The islands in the group have been declared Special Nature Reserves under the South African Environmental Management: Protected Areas Act, No. 57 of 2003, and activities on the islands are therefore restricted to research and conservation management. Further protection was granted when the area was declared a "Marine Protected Area" in 2013. The only human inhabitants of the islands are the staff of a meteorological and biological research station run by the South African National Antarctic Programme on Marion Island.

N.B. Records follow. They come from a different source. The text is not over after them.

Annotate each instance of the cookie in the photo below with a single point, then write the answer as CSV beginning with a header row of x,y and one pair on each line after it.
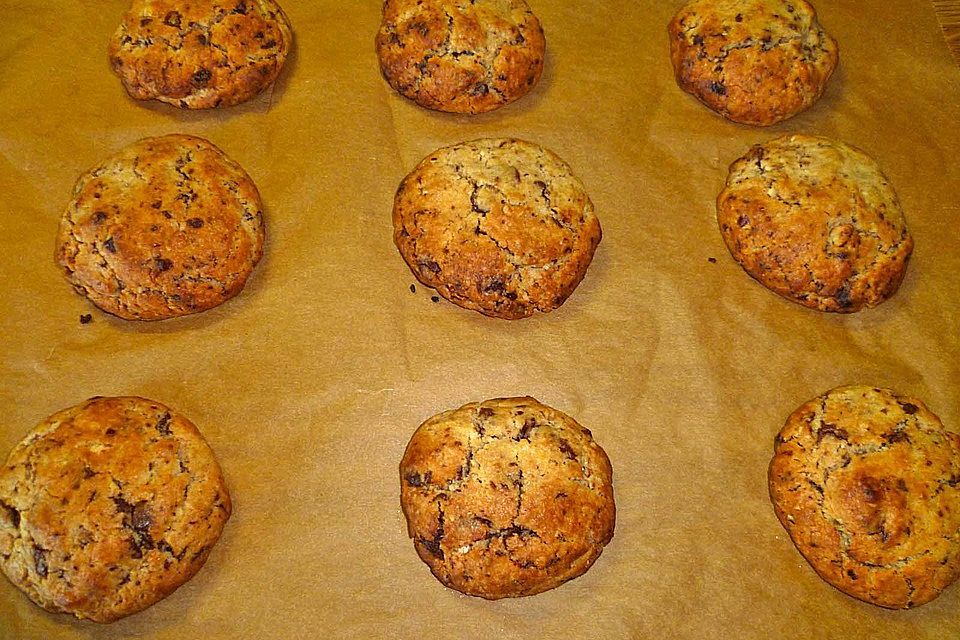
x,y
752,61
817,222
506,498
108,507
500,226
200,54
462,56
865,482
166,227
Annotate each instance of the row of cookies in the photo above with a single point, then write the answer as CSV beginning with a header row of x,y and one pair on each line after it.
x,y
458,176
109,506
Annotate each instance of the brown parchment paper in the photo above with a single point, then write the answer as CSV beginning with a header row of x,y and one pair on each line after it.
x,y
309,384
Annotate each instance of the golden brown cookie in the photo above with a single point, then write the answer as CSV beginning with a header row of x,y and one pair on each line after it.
x,y
817,222
166,227
463,56
200,54
752,61
108,507
506,498
500,226
865,482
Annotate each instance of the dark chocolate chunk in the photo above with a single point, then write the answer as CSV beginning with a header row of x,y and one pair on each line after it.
x,y
172,19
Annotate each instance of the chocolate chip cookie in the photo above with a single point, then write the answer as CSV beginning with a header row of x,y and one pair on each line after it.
x,y
108,507
752,61
817,222
202,53
866,483
462,56
506,498
166,227
500,226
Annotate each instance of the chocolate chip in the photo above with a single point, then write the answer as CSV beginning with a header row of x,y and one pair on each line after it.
x,y
909,408
140,518
13,514
567,450
429,265
494,286
40,561
163,425
827,429
433,546
414,479
529,425
201,77
843,296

The islands were discovered on 4 March 1663 by Barent Barentszoon Lam of the Dutch East India Company ship Maerseveen and were named Dina (Prince Edward) and Maerseveen (Marion), but the islands were erroneously recorded to be at 41° South, and neither were found again by subsequent Dutch sailors. In January 1772, the French frigate Le Mascarin, captained by Marc-Joseph Marion du Fresne, visited the islands and spent five days trying to land, thinking they had found Antarctica (then not yet proven to exist). Marion named the islands Terre de l'Espérance (Marion) and Ile de la Caverne (Pr. Edward). After failing to land, Le Mascarin continued eastward, discovering the Crozet Islands and landing at New Zealand, where Marion du Fresne and some of his crew were killed by natives.
Julien Crozet, navigator and second in command of Le Mascarin, survived the disaster, and happened to meet James Cook at Cape Town in 1776, at the onset of Cook's third voyage. Crozet shared the charts of his ill-fated expedition, and as Cook sailed from Cape Town, he passed the islands on 13 December, but was unable to attempt a landing due to bad weather. Cook named the islands after Prince Edward, the fourth son of King George III; and though he is also often credited with naming the larger island Marion, after Captain Marion, this name was adopted by sealers and whalers who later hunted the area, to distinguish the two islands.